Letter

Nature 452, 370-374 (20 March 2008) | doi:10.1038/nature06780; Received 10 September 2007; Accepted 22 January 2008

SCFbold beta-TRCP controls oncogenic transformation and neural differentiation through REST degradation

Thomas F. Westbrook1,4, Guang Hu1,5, Xiaolu L. Ang2,5, Peter Mulligan2,5, Natalya N. Pavlova1, Anthony Liang1, Yumei Leng1, Rene Maehr3, Yang Shi2, J. Wade Harper2 & Stephen J. Elledge1

  1. Howard Hughes Medical Institute, Department of Genetics, Harvard Partners Center for Genetics and Genomics,
  2. Department of Pathology, Harvard Medical School, 77 Avenue Louis Pasteur, Boston, Massachusetts 02115, USA
  3. Department of Stem Cell and Regenerative Biology, Howard Hughes Medical Institute, Harvard Stem Cell Institute, Harvard University, 7 Divinity Avenue, Cambridge, Massachusetts 02138, USA
  4. Present address: Verna and Marrs McLean Department of Biochemistry and Molecular Biology, Department of Molecular and Human Genetics, Baylor College of Medicine, One Baylor Plaza, Houston, Texas 77030, USA.
  5. These authors contributed equally to this work.

Correspondence to: J. Wade Harper2Stephen J. Elledge1 Correspondence and requests for materials should be addressed to S.J.E. (Email: selledge@genetics.med.harvard.edu) or J.W.H. (Email: wade_harper@hms.harvard.edu).

The RE1-silencing transcription factor (REST, also known as NRSF) is a master repressor of neuronal gene expression and neuronal programmes in non-neuronal lineages1, 2, 3. Recently, REST was identified as a human tumour suppressor in epithelial tissues4, suggesting that its regulation may have important physiological and pathological consequences.
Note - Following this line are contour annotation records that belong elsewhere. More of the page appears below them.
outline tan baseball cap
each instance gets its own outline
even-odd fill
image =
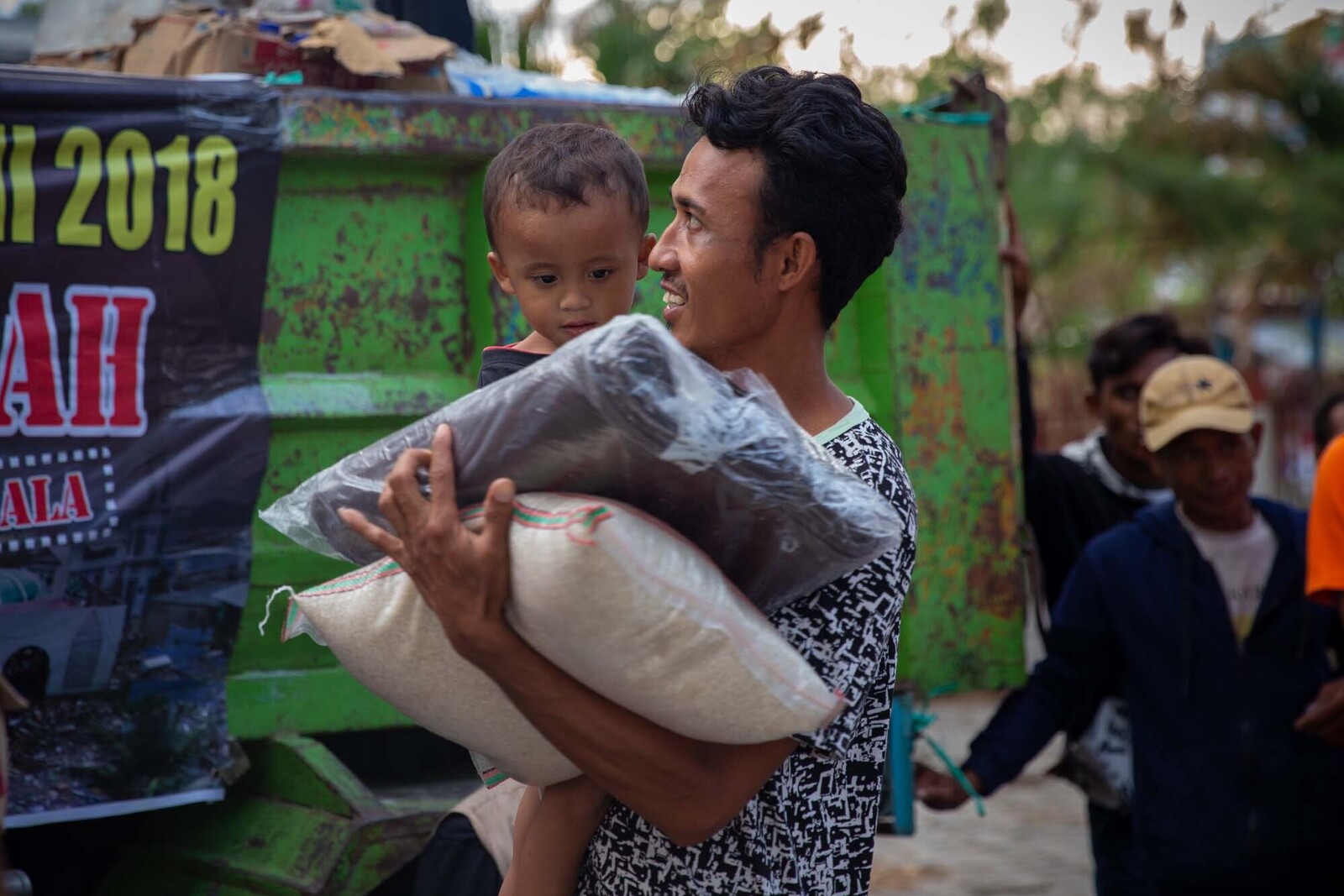
[[[1255,404],[1231,364],[1207,355],[1183,355],[1148,377],[1138,396],[1144,445],[1160,451],[1191,430],[1250,433]]]

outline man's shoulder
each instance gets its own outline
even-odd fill
[[[1168,502],[1153,505],[1132,520],[1118,523],[1101,532],[1083,548],[1083,556],[1097,563],[1121,562],[1132,566],[1134,557],[1150,549],[1160,540],[1153,531],[1175,523],[1175,505]]]
[[[902,509],[914,509],[914,492],[895,439],[871,416],[823,446],[860,480]]]

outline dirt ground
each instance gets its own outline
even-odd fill
[[[999,693],[941,697],[929,733],[957,762],[989,720]],[[954,813],[915,807],[914,837],[879,837],[872,896],[1090,896],[1091,853],[1085,802],[1070,783],[1046,775],[1055,742],[1013,785]],[[927,747],[917,756],[935,764]]]

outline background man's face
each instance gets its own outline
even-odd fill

However, the pathways controlling REST have yet to be elucidated. Here we show that REST is regulated by ubiquitin-mediated proteolysis, and use an RNA interference (RNAi) screen to identify a Skp1-Cul1-F-box protein complex containing the F-box protein beta-TRCP (SCFbeta-TRCP) as an E3 ubiquitin ligase responsible for REST degradation. beta-TRCP binds and ubiquitinates REST and controls its stability through a conserved phospho-degron. During neural differentiation, REST is degraded in a beta-TRCP-dependent manner. beta-TRCP is required for proper neural differentiation only in the presence of REST, indicating that beta-TRCP facilitates this process through degradation of REST. Conversely, failure to degrade REST attenuates differentiation. Furthermore, we find that beta-TRCP overexpression, which is common in human epithelial cancers, causes oncogenic transformation of human mammary epithelial cells and that this pathogenic function requires REST degradation. Thus, REST is a key target in beta-TRCP-driven transformation and the beta-TRCP–REST axis is a new regulatory pathway controlling neurogenesis.